In the course of his teaching Jesus said to the crowds, "Beware of the scribes, who like to go around in long robes and accept greetings in the marketplaces, seats of honor in synagogues, and places of honor at banquets. They devour the houses of widows and, as a pretext recite lengthy prayers. They will receive a very severe condemnation."
At my inner-city parish we do our Sunday offering a bit differently perhaps, than you might in your parish. Because our congregation is small--usually less than a hundred people--we don’t pass baskets. Instead, we have a beautiful silver urn placed near the sanctuary. As the gifts are being prepared for the Eucharist, people come forward to place their offerings in this vessel.
Since many of our parishioners are not wealthy—in fact some are very poor—the scene at our Sunday liturgy is much like what Jesus witnesses in today’s Gospel. There, rich and poor place offerings in the temple treasury. It’s a poor widow who catches the Lord’s eye—her gift carries greater value than all the rest since she gave from her poverty, not her surplus. Like the Old Testament story today of a suffering widow who shares with the prophet Elijah, both stories emphasize prioritizing—a “Kingdom theme” we find in these Scriptures near the end of the Church year.
I don’t like to preach on money or beg for financial help in my ministry, but I have to do it sometimes. It’s important for each of us in the community to share generously in order for our local Church—as well as the global Church—to do the work of the Kingdom. As you make your offering today, I invite you to reflect on Jesus’ call to generosity.
This week's first reading tells how, during the time of famine, Elijah asked the widow for water and bread. Did she give it to him? What happened next?
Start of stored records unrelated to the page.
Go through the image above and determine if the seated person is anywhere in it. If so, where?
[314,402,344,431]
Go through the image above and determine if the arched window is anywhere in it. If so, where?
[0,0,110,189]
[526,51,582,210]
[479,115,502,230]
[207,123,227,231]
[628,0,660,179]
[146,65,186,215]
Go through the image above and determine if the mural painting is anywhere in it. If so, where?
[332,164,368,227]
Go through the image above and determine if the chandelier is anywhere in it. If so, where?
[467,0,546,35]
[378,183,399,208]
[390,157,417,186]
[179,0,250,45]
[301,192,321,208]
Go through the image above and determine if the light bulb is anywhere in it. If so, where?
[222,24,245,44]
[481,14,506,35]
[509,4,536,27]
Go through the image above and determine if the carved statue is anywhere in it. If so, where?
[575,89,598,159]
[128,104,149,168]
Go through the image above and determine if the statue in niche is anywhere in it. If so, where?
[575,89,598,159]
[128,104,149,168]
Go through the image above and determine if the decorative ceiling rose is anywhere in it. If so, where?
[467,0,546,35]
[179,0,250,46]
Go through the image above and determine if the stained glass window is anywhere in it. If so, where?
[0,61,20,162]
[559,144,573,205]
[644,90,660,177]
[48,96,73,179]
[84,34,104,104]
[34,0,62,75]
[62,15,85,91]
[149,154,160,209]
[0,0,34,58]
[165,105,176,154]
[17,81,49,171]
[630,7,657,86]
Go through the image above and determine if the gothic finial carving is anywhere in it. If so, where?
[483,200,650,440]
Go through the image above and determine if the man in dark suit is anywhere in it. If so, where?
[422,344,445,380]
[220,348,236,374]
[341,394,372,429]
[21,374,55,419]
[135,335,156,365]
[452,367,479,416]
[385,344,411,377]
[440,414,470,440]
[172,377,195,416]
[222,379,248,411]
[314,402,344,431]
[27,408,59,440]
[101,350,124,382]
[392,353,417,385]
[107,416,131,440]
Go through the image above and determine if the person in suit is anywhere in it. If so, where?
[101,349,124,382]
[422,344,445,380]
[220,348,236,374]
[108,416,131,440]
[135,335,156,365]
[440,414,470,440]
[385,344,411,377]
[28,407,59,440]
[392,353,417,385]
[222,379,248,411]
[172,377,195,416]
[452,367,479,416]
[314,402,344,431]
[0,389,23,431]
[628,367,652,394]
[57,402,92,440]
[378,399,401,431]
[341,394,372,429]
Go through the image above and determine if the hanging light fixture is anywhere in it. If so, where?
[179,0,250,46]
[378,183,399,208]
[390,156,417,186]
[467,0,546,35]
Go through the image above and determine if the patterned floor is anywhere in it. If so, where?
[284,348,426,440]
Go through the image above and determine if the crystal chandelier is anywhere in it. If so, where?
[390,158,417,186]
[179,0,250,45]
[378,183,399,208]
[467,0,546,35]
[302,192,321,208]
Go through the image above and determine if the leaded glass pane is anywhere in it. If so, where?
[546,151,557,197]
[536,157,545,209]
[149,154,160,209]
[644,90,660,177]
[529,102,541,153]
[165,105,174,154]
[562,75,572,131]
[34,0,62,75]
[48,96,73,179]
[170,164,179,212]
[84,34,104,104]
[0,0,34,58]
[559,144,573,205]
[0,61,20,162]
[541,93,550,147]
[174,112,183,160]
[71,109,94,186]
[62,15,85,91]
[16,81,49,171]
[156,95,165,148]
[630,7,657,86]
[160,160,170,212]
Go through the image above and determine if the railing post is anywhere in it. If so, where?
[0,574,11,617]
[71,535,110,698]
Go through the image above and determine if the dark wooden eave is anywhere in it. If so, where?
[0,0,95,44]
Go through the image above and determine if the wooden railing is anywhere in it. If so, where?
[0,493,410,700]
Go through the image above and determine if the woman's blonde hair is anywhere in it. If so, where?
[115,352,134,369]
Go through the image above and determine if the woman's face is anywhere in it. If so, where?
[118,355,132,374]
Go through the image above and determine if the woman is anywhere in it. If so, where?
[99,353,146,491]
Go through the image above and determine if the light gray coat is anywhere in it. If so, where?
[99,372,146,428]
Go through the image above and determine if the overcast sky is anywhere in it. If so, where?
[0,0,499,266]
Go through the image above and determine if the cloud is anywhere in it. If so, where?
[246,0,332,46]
In the second reading, why did Christ give his life? Will Christ return a second time?
In this week's Gospel, why did Jesus praise the poor widow? What were the rich offering in the Temple? What lesson did Jesus teach his disciples by calling their attention to the widow’s small gift?
by Susan Hines-Brigger
This week, have everyone in your family put all of his or her change in a jar. At the end of the week, donate the money you have collected to a charity or place it in your parish's collection basket.
The Gospel shows that sometimes the smallest gestures can make a big impact. Make an extra effort to do those small things, such as saying "hello" to someone on the street or writing a short note to let someone know you care.